Hence the natural connotation that legacy is a barrier for innovation as the larger insurance companies look to move into new areas, keep pace with customer demands, and deliver their products and services in new and more efficient ways.
However ripping out an entire system and replacing it not only comes with huge cost and effort, but also significant risk. Think about it this way: would you be keen to change one of the twinjets on a Boeing 777 midflight? Insurance companies can’t land, ‘disembark’ their customers and call in their engineers to test and install a new tech engine to transform a part of their operation; they have to do it while still flying towards their destination. Equally, moving away from a legacy tech stack to partner with a third party to develop a new proposition requires a leap of faith with reputations on the line. What are the long-term implications of having both a legacy system and a number of external systems? Is it possible to future proof?
I often liken the legacy system conundrum to someone who has painted themselves into a corner during a redecorating project – they’ve spent a lot of time and money on creating a beautiful space but no-one can get out of it.
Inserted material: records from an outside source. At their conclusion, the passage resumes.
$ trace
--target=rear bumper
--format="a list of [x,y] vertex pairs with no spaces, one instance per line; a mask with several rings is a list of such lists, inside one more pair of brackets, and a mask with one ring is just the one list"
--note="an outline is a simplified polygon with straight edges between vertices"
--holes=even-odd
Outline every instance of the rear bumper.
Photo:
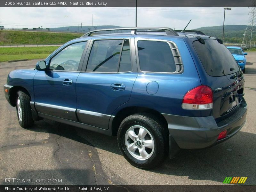
[[9,85],[7,84],[5,84],[4,85],[4,96],[5,97],[5,99],[6,99],[6,100],[11,105],[12,104],[10,101],[9,91],[12,87],[13,87],[13,86]]
[[[244,124],[247,113],[247,105],[243,99],[234,114],[218,123],[212,116],[193,117],[162,115],[168,124],[169,138],[172,138],[181,149],[193,149],[209,147],[231,138]],[[226,137],[217,140],[220,133],[225,130],[227,130]],[[170,148],[174,146],[173,141],[172,142],[172,146],[170,142]]]

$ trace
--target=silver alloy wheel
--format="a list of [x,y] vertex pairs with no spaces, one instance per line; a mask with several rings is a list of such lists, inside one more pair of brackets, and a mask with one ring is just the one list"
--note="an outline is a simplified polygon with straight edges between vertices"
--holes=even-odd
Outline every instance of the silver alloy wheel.
[[129,128],[124,136],[127,150],[139,160],[146,160],[153,154],[155,143],[153,137],[147,129],[140,125]]
[[20,99],[19,97],[18,97],[18,99],[17,100],[17,109],[18,110],[19,120],[20,121],[22,121],[22,110],[20,104]]

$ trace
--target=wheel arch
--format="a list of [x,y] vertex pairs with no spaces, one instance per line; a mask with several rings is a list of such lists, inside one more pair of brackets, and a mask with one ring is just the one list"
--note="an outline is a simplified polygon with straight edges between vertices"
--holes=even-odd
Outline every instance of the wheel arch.
[[28,94],[30,97],[31,95],[28,90],[21,86],[15,86],[12,87],[9,90],[9,99],[10,104],[12,107],[16,106],[16,95],[19,91],[22,91]]
[[122,109],[118,111],[112,121],[111,129],[112,135],[116,136],[117,131],[122,121],[126,117],[135,113],[139,113],[147,114],[149,115],[150,117],[153,118],[162,126],[164,132],[169,135],[168,124],[165,118],[159,112],[154,109],[145,107],[129,107]]

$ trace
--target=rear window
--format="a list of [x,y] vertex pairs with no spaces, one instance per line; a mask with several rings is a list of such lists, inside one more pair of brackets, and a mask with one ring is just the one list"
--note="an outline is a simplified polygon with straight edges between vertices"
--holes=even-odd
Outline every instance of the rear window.
[[193,43],[206,73],[214,76],[224,76],[238,71],[240,68],[233,56],[223,44],[215,39],[204,39]]
[[138,42],[140,67],[142,71],[171,73],[176,70],[173,56],[165,42]]

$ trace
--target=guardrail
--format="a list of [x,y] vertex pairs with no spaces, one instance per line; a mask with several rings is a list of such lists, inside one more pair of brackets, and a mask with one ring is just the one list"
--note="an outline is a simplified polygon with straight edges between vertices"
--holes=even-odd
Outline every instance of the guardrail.
[[[79,28],[79,30],[80,29]],[[85,31],[84,30],[83,30],[82,32],[77,32],[75,31],[51,31],[50,30],[43,29],[38,29],[36,28],[36,29],[23,29],[22,28],[4,28],[4,29],[2,29],[1,30],[6,30],[7,31],[33,31],[33,32],[47,32],[48,33],[78,33],[81,34],[84,34],[87,33],[88,31]]]
[[4,47],[59,47],[61,46],[63,44],[0,44],[0,48]]

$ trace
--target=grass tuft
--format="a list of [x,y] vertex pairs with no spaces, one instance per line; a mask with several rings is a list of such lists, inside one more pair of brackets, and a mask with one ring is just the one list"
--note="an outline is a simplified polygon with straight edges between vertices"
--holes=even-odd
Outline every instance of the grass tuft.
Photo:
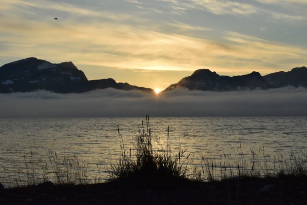
[[[111,165],[110,181],[145,177],[163,180],[187,178],[190,155],[185,156],[186,150],[180,148],[178,153],[173,153],[168,143],[169,128],[167,147],[164,148],[158,139],[152,135],[149,116],[146,116],[146,126],[143,122],[142,124],[134,139],[134,148],[129,150],[125,148],[117,126],[121,154],[117,162]],[[153,142],[156,147],[154,147]]]

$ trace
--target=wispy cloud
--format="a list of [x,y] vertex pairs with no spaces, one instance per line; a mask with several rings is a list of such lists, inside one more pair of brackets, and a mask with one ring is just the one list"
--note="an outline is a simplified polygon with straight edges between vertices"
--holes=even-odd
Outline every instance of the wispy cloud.
[[[305,31],[300,26],[305,14],[273,12],[272,6],[265,10],[263,5],[240,0],[3,0],[0,61],[33,56],[53,62],[71,61],[84,66],[79,68],[86,73],[94,73],[89,68],[97,65],[134,72],[190,73],[208,68],[229,75],[307,64],[305,39],[293,37]],[[300,33],[283,32],[294,21]],[[133,84],[148,86],[143,79]]]
[[249,15],[256,13],[257,8],[248,3],[216,0],[158,0],[170,2],[186,8],[203,9],[217,15]]
[[306,20],[306,17],[302,16],[292,16],[287,14],[283,14],[281,13],[273,12],[272,16],[277,20]]

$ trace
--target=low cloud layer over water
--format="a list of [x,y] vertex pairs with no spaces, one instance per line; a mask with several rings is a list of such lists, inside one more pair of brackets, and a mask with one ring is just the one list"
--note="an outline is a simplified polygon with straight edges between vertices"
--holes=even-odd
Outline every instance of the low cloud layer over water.
[[307,89],[218,92],[178,90],[159,95],[114,89],[60,94],[0,94],[0,117],[259,116],[307,115]]

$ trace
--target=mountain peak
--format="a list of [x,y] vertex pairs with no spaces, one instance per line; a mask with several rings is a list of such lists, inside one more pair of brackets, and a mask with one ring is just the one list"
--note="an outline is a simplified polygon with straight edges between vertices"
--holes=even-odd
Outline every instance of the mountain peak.
[[45,90],[66,93],[108,87],[153,92],[150,88],[118,83],[113,79],[88,81],[72,62],[52,63],[30,57],[0,67],[0,93]]
[[296,67],[292,68],[290,71],[291,72],[300,72],[300,71],[307,71],[307,68],[305,66]]
[[[214,72],[215,73],[215,72]],[[198,70],[196,70],[193,74],[191,75],[191,77],[196,76],[205,76],[210,74],[212,73],[212,72],[209,70],[209,69],[200,69]]]

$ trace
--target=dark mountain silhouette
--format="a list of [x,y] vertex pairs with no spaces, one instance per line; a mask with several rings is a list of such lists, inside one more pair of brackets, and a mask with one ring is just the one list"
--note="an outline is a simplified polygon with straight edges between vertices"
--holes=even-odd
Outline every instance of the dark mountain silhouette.
[[265,89],[272,87],[257,72],[231,77],[220,76],[215,72],[202,69],[195,71],[192,76],[183,78],[178,83],[171,85],[165,90],[185,88],[189,90],[222,91],[257,88]]
[[288,72],[280,71],[263,76],[266,80],[276,87],[286,86],[307,87],[307,68],[293,68]]
[[117,83],[112,79],[88,81],[72,62],[52,63],[29,58],[0,67],[0,93],[46,90],[66,93],[112,87],[153,92],[150,88]]

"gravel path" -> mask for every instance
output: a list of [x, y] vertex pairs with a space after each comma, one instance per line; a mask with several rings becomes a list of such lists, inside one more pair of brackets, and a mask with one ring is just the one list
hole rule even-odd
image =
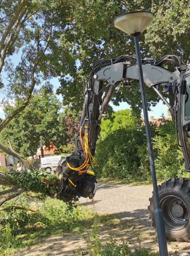
[[[108, 241], [111, 235], [118, 241], [128, 241], [132, 249], [139, 247], [140, 243], [142, 247], [157, 251], [155, 230], [151, 226], [147, 210], [152, 191], [149, 185], [100, 182], [94, 200], [81, 198], [80, 202], [97, 213], [106, 214], [107, 220], [99, 229], [102, 241]], [[115, 218], [119, 222], [115, 225]], [[76, 251], [86, 251], [88, 238], [84, 233], [51, 236], [15, 256], [73, 256], [77, 255]], [[168, 251], [173, 253], [170, 255], [190, 256], [190, 243], [170, 242], [168, 246]]]
[[137, 217], [148, 213], [148, 199], [152, 196], [152, 187], [149, 185], [98, 183], [96, 193], [92, 201], [81, 198], [82, 204], [93, 208], [97, 212], [119, 214], [127, 216], [133, 213]]

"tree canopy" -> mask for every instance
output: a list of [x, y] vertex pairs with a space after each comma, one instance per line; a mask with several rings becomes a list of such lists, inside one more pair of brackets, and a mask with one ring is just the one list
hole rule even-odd
[[[18, 107], [17, 100], [14, 106], [5, 111], [12, 112]], [[61, 104], [56, 95], [44, 88], [31, 97], [28, 105], [0, 133], [0, 140], [25, 157], [33, 155], [39, 147], [50, 143], [58, 147], [66, 140], [64, 129], [60, 123]]]
[[[154, 15], [153, 21], [140, 37], [142, 57], [158, 60], [168, 54], [179, 55], [185, 61], [189, 57], [190, 3], [187, 0], [83, 0], [75, 4], [67, 32], [60, 40], [62, 51], [69, 53], [66, 74], [61, 75], [61, 86], [58, 90], [65, 104], [71, 102], [74, 108], [81, 109], [81, 95], [95, 61], [123, 54], [135, 55], [132, 38], [114, 27], [114, 19], [121, 13], [145, 10]], [[152, 90], [146, 90], [149, 108], [159, 99]], [[172, 92], [166, 95], [172, 105]], [[113, 100], [116, 105], [126, 102], [139, 113], [141, 104], [138, 83], [117, 90]]]

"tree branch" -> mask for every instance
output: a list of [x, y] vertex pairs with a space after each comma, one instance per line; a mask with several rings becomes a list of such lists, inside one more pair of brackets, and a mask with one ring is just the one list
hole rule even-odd
[[8, 187], [14, 187], [15, 184], [10, 176], [0, 173], [0, 185]]
[[22, 0], [20, 1], [20, 5], [13, 16], [12, 20], [8, 25], [7, 30], [5, 31], [4, 34], [3, 36], [1, 41], [0, 41], [0, 54], [1, 53], [2, 50], [3, 48], [4, 43], [7, 38], [7, 35], [8, 35], [10, 31], [15, 25], [16, 20], [19, 15], [20, 12], [22, 11], [22, 8], [24, 7], [26, 4], [26, 0]]
[[[49, 42], [50, 41], [50, 39], [51, 39], [51, 37], [52, 36], [52, 30], [53, 30], [53, 19], [52, 20], [52, 21], [51, 23], [51, 27], [50, 27], [50, 34], [49, 35], [49, 36], [48, 37], [48, 39], [47, 40], [47, 43], [46, 44], [46, 46], [45, 48], [44, 49], [40, 57], [39, 58], [38, 57], [37, 57], [37, 60], [34, 63], [34, 67], [33, 67], [33, 68], [31, 72], [31, 80], [32, 82], [32, 84], [31, 85], [31, 87], [30, 88], [29, 90], [28, 90], [28, 93], [27, 96], [26, 97], [26, 100], [23, 103], [23, 105], [20, 106], [19, 108], [17, 109], [16, 109], [15, 111], [14, 111], [10, 115], [6, 118], [4, 120], [3, 122], [2, 122], [0, 124], [0, 132], [1, 132], [1, 131], [6, 127], [6, 126], [10, 122], [11, 120], [16, 116], [17, 116], [18, 114], [19, 113], [20, 113], [26, 107], [26, 106], [27, 106], [28, 105], [30, 100], [30, 98], [31, 98], [31, 95], [32, 93], [33, 92], [33, 91], [34, 90], [34, 87], [35, 86], [35, 84], [36, 83], [36, 81], [35, 80], [35, 79], [34, 78], [34, 74], [36, 70], [36, 69], [37, 68], [37, 67], [38, 67], [38, 64], [39, 64], [39, 62], [41, 60], [42, 57], [43, 56], [44, 54], [45, 53], [45, 52], [46, 50], [47, 50], [47, 49], [48, 49], [48, 47]], [[38, 52], [37, 52], [37, 56], [38, 56], [39, 53], [39, 49], [38, 49]], [[4, 151], [4, 150], [2, 149], [2, 146], [3, 146], [3, 145], [1, 145], [0, 144], [0, 148], [2, 149], [2, 150], [3, 151]], [[7, 150], [8, 149], [6, 149], [5, 148], [5, 150], [7, 151]], [[7, 153], [7, 151], [4, 151], [4, 152]], [[13, 153], [14, 153], [14, 152], [13, 151]], [[14, 152], [14, 153], [16, 153], [16, 152]], [[17, 153], [16, 153], [17, 154]], [[10, 154], [12, 155], [11, 154]], [[20, 157], [21, 156], [20, 156], [19, 154], [19, 157]], [[17, 158], [18, 158], [17, 157]], [[19, 159], [19, 158], [18, 158]], [[24, 159], [24, 158], [23, 158], [23, 159]], [[22, 161], [20, 161], [22, 162]]]
[[3, 195], [6, 195], [6, 194], [8, 194], [8, 193], [12, 193], [12, 192], [15, 192], [17, 190], [17, 189], [18, 189], [16, 188], [12, 188], [10, 189], [4, 190], [3, 191], [0, 191], [0, 196], [1, 196]]
[[8, 148], [6, 147], [2, 144], [0, 144], [0, 149], [3, 150], [4, 152], [5, 152], [8, 155], [11, 155], [15, 157], [18, 159], [22, 162], [23, 164], [26, 166], [27, 166], [28, 165], [28, 162], [26, 159], [20, 155], [18, 153], [16, 152], [13, 150], [11, 150]]
[[18, 196], [25, 191], [25, 190], [24, 188], [21, 188], [17, 190], [17, 192], [14, 194], [12, 194], [8, 196], [7, 196], [1, 200], [0, 200], [0, 207], [3, 204], [7, 201], [9, 201], [11, 199], [13, 199], [16, 196]]
[[[15, 35], [15, 31], [16, 31], [16, 33], [17, 34], [17, 35], [18, 35], [19, 34], [20, 30], [18, 30], [17, 29], [19, 25], [22, 25], [22, 22], [21, 24], [20, 24], [20, 21], [24, 15], [26, 14], [26, 7], [24, 7], [21, 12], [20, 15], [17, 20], [16, 22], [15, 26], [13, 29], [14, 31], [12, 31], [12, 33], [11, 34], [11, 35], [9, 37], [8, 40], [4, 46], [4, 49], [3, 50], [3, 53], [1, 56], [1, 61], [0, 62], [0, 74], [1, 74], [1, 72], [2, 71], [2, 69], [3, 68], [3, 64], [4, 64], [4, 62], [7, 53], [8, 53], [9, 49], [10, 49], [10, 46], [11, 46], [11, 47], [13, 45], [14, 42], [15, 42], [15, 41], [16, 40], [17, 37]], [[17, 30], [16, 30], [17, 29]], [[11, 42], [14, 38], [14, 43], [13, 44], [12, 44]]]

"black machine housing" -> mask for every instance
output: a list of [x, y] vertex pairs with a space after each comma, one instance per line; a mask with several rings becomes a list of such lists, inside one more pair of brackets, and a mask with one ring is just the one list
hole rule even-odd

Well the room doesn’t necessarily need a new colour scheme, it just needs to be opened up to let in a bit more light and space.
The key to unlock that light and space is to engage with a partner who has technology future proofing front of mind – a partner who not only has the latest no code tools to enable fast product development combined with a powerful and mature back-end to scale up as new ideas grow and succeed, but also who deliver the additional benefits of REST APIs. This allows a large insurance company to roll these products off the innovation platform on to their own legacy system or maintain a hybrid approach.
Innovation platforms who have hundreds of REST APIs allow insurance companies of all sizes to pick supplementary technology partners from an a la carte menu to meet their particular appetite today or tomorrow. This flexibility is essential as there will always be new developments that will meet an as yet unforeseen business need or problem. Being able to cater for the unpredictable as well as the planned direction of travel not only enables companies to be nimble and change course as necessary, it is also the key to preventing the tech of today becoming the legacy systems of tomorrow.